Tuesday, October 7, 2008

Sachs on Anti-Intellectualism

Jeff Sachs, probably the leading economist of development in the US today, and highly influential, just released an editorial on the last decade's trend in anti-intellectualism, connecting Sarah Palin to the trend.

I think it goes beyond that. As a Brit with 20-plus years in country and therefore an unofficial anthropologist of American culture, I can easily bear witness to the fact that you only have to step outside your door and interact with people to find the American anti-intellectual trend. A trip to the barber shop, the waiting room at the Jiffy-Lube, or the supermarket check-out, will quite ordinarily turn up someone who wants to tell you some conspiracy, deus ex machina, about how the world runs, all of their own making, while the great efforts to figure out how the world really runs, in social science, economics, biology, geophysics, sometimes seem virtually unknown in popular culture.

This despite (or perhaps because of) cable and satellite TV widely available with hundreds of channels, many carrying superb scientific content, and despite (or perhaps because of) a liberal press system that surely must be the most diverse and unfettered by libel or government interference of any in history.

By comparison, the UK system I grew up with thirty years age (four TV channels, a handful of national papers, seemingly few specialist magazines, and draconian libel laws) seems thoroughly deprived and trammeled, like the two-up/two down houses many of us Lydgate Lane Primary kids lived in. A spartan existence. When I were a lad....

But, as Tapton School showed us later, we were both more educated and educable. Most of us were, at least. But in this country, even the brightest kids from the best schools can be quite ignorant of science when they arrive at college.

(Believe me, I've been educating young Americans about science for long enough. I should know.)

But how can this be so?

One explanation is the BBC. With only two, and then three, TV channels in 1960s and '70s Britain, two of them government-run, it was inevitable myself and my school friends would study science in front of the tube. This wasn't an accident. When did Reithianism become a bad word?

Another explanation is that American conservative anti-intellectualism is one obvious outcome of a country founded at least partly on religious separatism and extreme protestant exceptionalism, and remains very long-lived indeed. The Pilgrim Fathers were less bastions of freedom, more religious dictators, iconoclastic and austere. The Scopes Trail is in direct descent from the Salem Witchcraft trails, and the Know-Nothing Party is alive and well.

Sarah Palin may co-occupy the same 50 states as the best and most widespread scientific program in history, but that doesn't mean to say she has ever been part of it, or even educated in what it has, can and will do. As such, she's more commonplace than exception.

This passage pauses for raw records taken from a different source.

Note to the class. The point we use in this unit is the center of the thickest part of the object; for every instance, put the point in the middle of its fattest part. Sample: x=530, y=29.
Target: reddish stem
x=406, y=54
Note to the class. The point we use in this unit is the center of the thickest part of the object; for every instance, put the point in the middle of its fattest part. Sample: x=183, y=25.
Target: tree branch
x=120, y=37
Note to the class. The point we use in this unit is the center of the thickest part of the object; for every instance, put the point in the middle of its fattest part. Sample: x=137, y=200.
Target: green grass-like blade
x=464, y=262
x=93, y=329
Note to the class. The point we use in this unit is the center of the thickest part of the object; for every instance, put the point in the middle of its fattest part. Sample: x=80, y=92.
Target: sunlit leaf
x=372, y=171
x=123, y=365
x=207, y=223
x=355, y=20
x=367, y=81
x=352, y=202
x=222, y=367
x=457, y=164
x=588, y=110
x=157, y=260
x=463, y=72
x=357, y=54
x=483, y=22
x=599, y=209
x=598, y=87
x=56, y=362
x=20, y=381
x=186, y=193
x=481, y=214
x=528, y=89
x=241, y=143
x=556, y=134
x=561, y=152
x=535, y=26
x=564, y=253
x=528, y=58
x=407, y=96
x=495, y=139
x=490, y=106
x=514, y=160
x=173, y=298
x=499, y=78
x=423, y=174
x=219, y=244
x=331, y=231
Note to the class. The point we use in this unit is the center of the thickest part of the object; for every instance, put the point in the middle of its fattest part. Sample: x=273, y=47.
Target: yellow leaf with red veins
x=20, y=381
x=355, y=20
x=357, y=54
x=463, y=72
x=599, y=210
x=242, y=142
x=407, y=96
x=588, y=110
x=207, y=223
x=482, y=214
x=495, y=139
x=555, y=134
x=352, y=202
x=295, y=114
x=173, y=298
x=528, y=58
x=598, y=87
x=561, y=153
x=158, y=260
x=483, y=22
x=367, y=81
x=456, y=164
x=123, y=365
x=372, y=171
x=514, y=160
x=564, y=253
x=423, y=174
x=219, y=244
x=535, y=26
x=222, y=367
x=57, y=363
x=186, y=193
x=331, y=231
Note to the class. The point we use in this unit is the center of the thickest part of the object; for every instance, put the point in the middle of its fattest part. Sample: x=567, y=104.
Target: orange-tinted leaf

The American Anti-Intellectual Threat

By Jeffry Sachs

NEW YORK – In recent years, the United States has been more a source of global instability than a source of global problem-solving. Examples include the war in Iraq, launched by the US on false premises, obstructionism on efforts to curb climate change, meager development assistance, and the violation of international treaties such as the Geneva Conventions. While many factors contributed to America’s destabilizing actions, a powerful one is anti-intellectualism, exemplified recently by Republican vice-presidential nominee Sarah Palin’s surging popularity.

By anti-intellectualism, I mean especially an aggressively anti-scientific perspective, backed by disdain for those who adhere to science and evidence. The challenges faced by a major power like the US require rigorous analysis of information according to the best scientific principles.